If you just change the actions of a few minor characters in relation to the big picture, I don't think it would be alternate history. For me, alternate history is when some crucial event in history has been changed. Hitler doesn't come to power. Abraham Lincoln isn't assassinated. Some important gadget isn't invented. Otherwise, almost any piece of fiction that takes place on Earth before the current moment would be alternate history.
I don't believe so either. Alternate history is more in the vein of changing major historical events rather than speculating about what was going on with people during a larger event. For ex if the Allies had lost WWII. That would be alternate history.
Saving Private Ryan isn't alternate history even though it never happened. Alternate history is a label assigned when major events have been portrayed as not happening the way they 'should' have (Braveheart is terrible for historical accuracy, but that couldn't be called alternate history because at no point was the movie's plotline focused on the concept of a pivotal event in history not going as we are aware it did). There is usually a focal point, when the change occurs, and other changes radiate out from that. A love story during WWII is not alternate history, but Hitler destroying the British Expeditionary Force at Dunkirk would be.

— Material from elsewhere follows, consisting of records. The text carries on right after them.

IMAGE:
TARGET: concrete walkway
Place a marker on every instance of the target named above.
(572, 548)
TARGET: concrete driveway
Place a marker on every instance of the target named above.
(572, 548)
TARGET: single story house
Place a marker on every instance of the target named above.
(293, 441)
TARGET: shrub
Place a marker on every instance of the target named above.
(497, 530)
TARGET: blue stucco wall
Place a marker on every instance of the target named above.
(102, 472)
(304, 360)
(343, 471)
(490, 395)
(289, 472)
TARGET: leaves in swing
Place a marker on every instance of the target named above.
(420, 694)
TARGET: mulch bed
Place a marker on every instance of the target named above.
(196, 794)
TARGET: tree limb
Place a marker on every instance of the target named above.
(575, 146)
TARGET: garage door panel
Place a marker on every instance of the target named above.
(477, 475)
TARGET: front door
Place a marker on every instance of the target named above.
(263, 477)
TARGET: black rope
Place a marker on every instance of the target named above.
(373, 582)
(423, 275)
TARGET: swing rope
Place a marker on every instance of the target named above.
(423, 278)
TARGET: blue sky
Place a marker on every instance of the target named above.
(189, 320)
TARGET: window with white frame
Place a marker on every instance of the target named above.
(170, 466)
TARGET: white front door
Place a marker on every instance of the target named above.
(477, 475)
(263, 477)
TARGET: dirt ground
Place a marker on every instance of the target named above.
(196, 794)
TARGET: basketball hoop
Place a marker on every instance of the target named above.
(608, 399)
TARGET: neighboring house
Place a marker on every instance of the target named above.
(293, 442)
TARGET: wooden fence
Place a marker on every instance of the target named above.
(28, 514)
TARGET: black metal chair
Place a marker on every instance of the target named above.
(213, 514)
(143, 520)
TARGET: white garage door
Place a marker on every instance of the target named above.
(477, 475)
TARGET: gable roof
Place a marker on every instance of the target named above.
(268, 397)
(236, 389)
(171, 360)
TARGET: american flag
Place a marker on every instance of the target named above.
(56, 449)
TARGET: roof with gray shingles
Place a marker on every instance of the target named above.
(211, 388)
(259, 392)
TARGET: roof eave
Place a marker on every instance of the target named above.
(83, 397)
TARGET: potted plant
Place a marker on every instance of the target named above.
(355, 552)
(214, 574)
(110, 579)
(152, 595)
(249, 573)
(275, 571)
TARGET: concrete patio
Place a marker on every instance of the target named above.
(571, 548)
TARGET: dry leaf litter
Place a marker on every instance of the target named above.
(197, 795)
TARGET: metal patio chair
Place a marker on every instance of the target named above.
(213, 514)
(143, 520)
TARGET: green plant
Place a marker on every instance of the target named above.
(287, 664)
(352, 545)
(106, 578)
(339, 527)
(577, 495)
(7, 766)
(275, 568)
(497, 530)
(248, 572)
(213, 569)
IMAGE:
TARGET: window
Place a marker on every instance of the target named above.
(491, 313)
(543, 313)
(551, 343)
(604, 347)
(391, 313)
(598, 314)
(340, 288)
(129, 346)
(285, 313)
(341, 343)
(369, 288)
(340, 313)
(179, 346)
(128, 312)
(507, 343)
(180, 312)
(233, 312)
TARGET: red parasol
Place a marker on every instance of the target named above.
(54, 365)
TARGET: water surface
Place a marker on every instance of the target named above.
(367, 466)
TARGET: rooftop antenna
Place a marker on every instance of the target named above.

That is what both jeepea and I said though. Alternate history can't start when you start your story and your story can't be called alternate history. Some major event that changes the flow of history would have to precede your timeline. If the Byzantines hadn't lost to the Turks or if Attila had lived to conquer the rest of the known world or if the US had joined the Axis instead of the Allies in WWII or something like that.
I'm being nitpicky, but you quoted Jeepea's whole post and said that was alternate history, including the minor characters (I think you only meant to address the quote after the minor characters bit, but still...being nitpicky ).
Phillip Roth's "The Plot Against America" is a prime example of alternative history. In it, Charles Lindbergh gets the Republican nomination in 1940 and defeats FDR.